Running a site that covers movies, television AND video games can be tough some times, and there’s a reason most places only pick one.
if you want to be a reputable critic or writer in a certain area, you need to educate yourself by being well informed about every area you cover. If you specialize in just one of those three, it’s pretty easy, but trying to do all of them?
I’ve been trying to watch a lot of “must see” movies and shows to better build my knowledge base. I’ve probably seen well over 2,000 movies, and have probably watched 200 seasons of various TV shows. It’s a lot, but I like to think that at this point, to some extent, I “know my shit.”

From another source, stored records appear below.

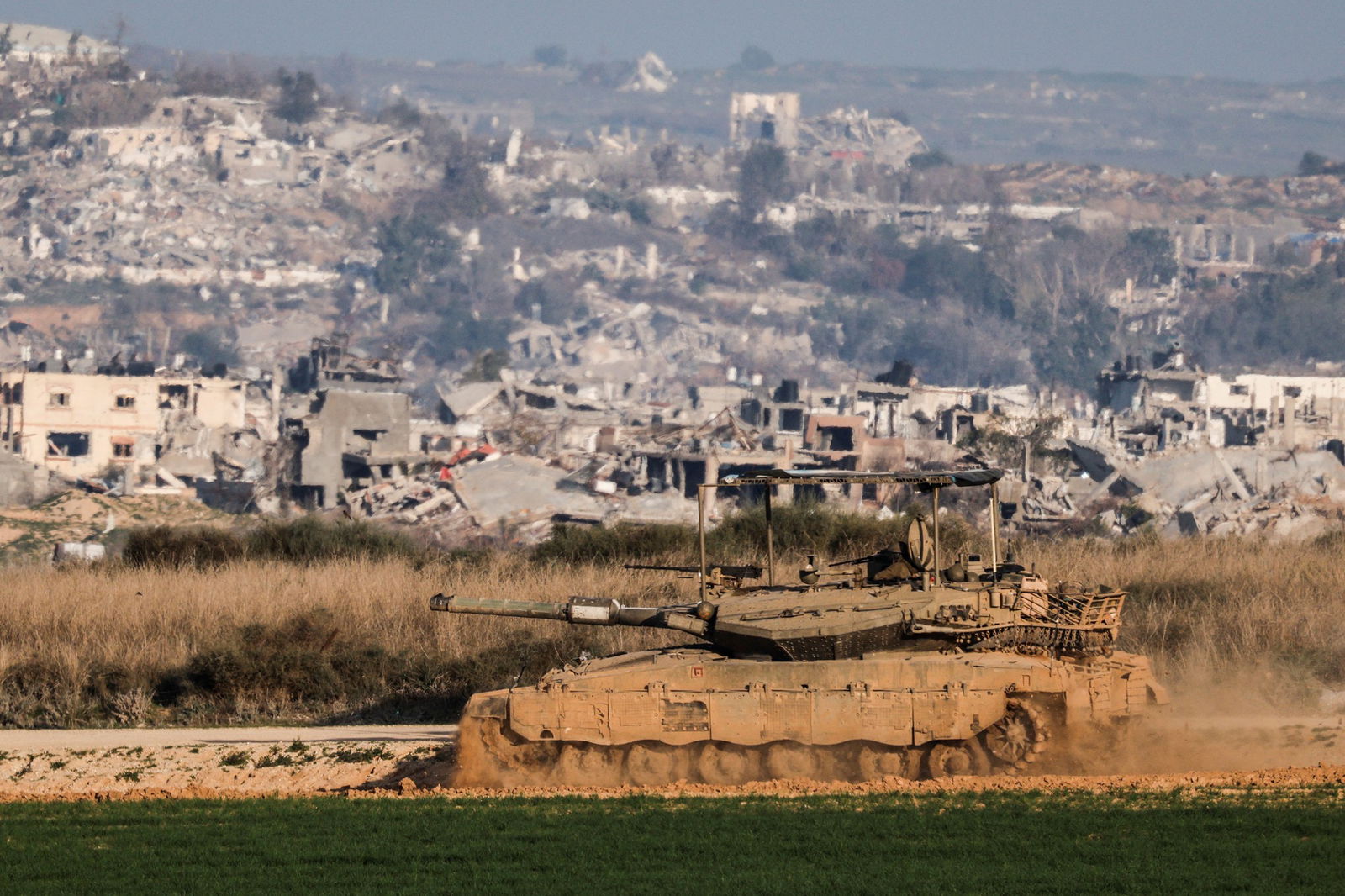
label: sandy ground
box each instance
[0,716,1345,802]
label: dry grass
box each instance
[1020,537,1345,705]
[0,530,1345,725]
[0,556,683,725]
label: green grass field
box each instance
[0,788,1345,896]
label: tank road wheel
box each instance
[856,744,920,780]
[765,740,820,780]
[984,699,1049,768]
[926,739,990,777]
[556,744,623,787]
[625,741,686,787]
[695,740,757,786]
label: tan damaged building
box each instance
[0,369,246,477]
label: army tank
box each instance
[430,470,1168,787]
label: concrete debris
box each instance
[617,50,677,92]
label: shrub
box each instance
[246,517,428,564]
[121,526,246,569]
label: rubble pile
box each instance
[0,97,430,298]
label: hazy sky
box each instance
[10,0,1345,81]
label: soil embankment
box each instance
[0,716,1345,802]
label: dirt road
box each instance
[0,716,1345,802]
[0,725,457,753]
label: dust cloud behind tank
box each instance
[430,470,1168,787]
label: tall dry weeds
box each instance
[0,530,1345,725]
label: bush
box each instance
[533,524,697,564]
[247,517,428,564]
[121,526,247,569]
[121,517,433,569]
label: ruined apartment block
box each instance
[729,92,799,150]
[0,365,246,477]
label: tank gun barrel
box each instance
[429,594,710,636]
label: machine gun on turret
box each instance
[625,564,762,588]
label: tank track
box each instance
[453,701,1051,787]
[957,625,1115,656]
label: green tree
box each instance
[738,45,775,71]
[374,215,457,292]
[1121,228,1177,284]
[906,150,952,171]
[440,132,499,218]
[273,69,321,124]
[1298,152,1330,177]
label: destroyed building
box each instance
[285,338,411,509]
[1098,345,1345,455]
[0,362,246,477]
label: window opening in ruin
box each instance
[159,385,188,410]
[822,426,854,451]
[47,432,89,457]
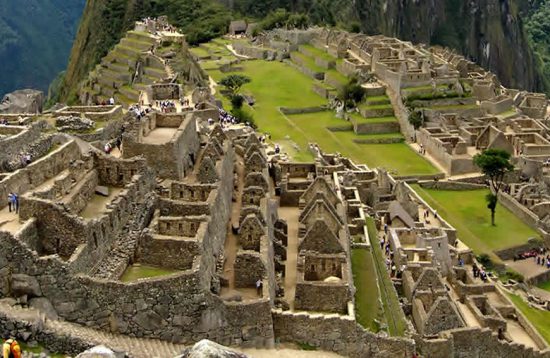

Now I’m realizing that I’m a bit behind in the same sort of training for video games. I grew up playing them a lot, so naturally I’m an expert, yes? Well, if I wanted to write endless posts about NBA Jam and Streets of Rage and Pokemon, sure, but as I had responsible parents, I didn’t have time to play every relevant game out at the time, or I wasn’t allowed to experience some of the more violent ones.
No violence here! (at the moment)
Because of that, I’ve missed a lot of classic titles over the years, Deus Ex, Silent Hill, every Final Fantasy game, but there is one series that I felt I really should examine lest I never be taken seriously again: Half-Life.
More specifically, Half Life 2. I understand perhaps I should have started with the first installment, but an entire game is a much bigger time commitment than say, a movie, so I figured I should skip to the one everyone hails as the greatest FPS ever made.
It was my very first Steam purchase, and I got it for measly $8 or something similar. Yes, yes, Steam vets will tell me I could have gotten the entire Orange Box for $3 if I had jumped on a particular sale, but whatever. I just wanted that one title, and man, was it ever enough to keep me occupied.
I’ve never played a PC FPS before this. I know, lambast me all you want, but by the time first person shooters were allowed in my house, I moved on to consoles, only turning to the PC for games like Starcraft and Diablo. I played Counterstrike for two weeks at computer camp in high school (yes, I am that cool), but that’s it.
F*** everything about these.
It was an interesting experience playing an FPS with a mouse and keyboard. It certainly allows for more precision shooting, and hotkeys are a lifesaver. Also, quicksaving is the greatest thing that’s ever been invented, and I was quite upset I discovered it only two hours before the end of the game. Derp-a-derp.
My previous experience with Valve has been limited to Portal, a series I, like everyone else, cannot find a fault with, and even though I’m not a Team Fortress, Counterstrike or Half-Life vet, I know Valve’s reputation for making quality games.
Half-Life 2 is indeed a masterpiece, one that has clearly inspired many trends in FPS titles, but it’s not completely without flaws.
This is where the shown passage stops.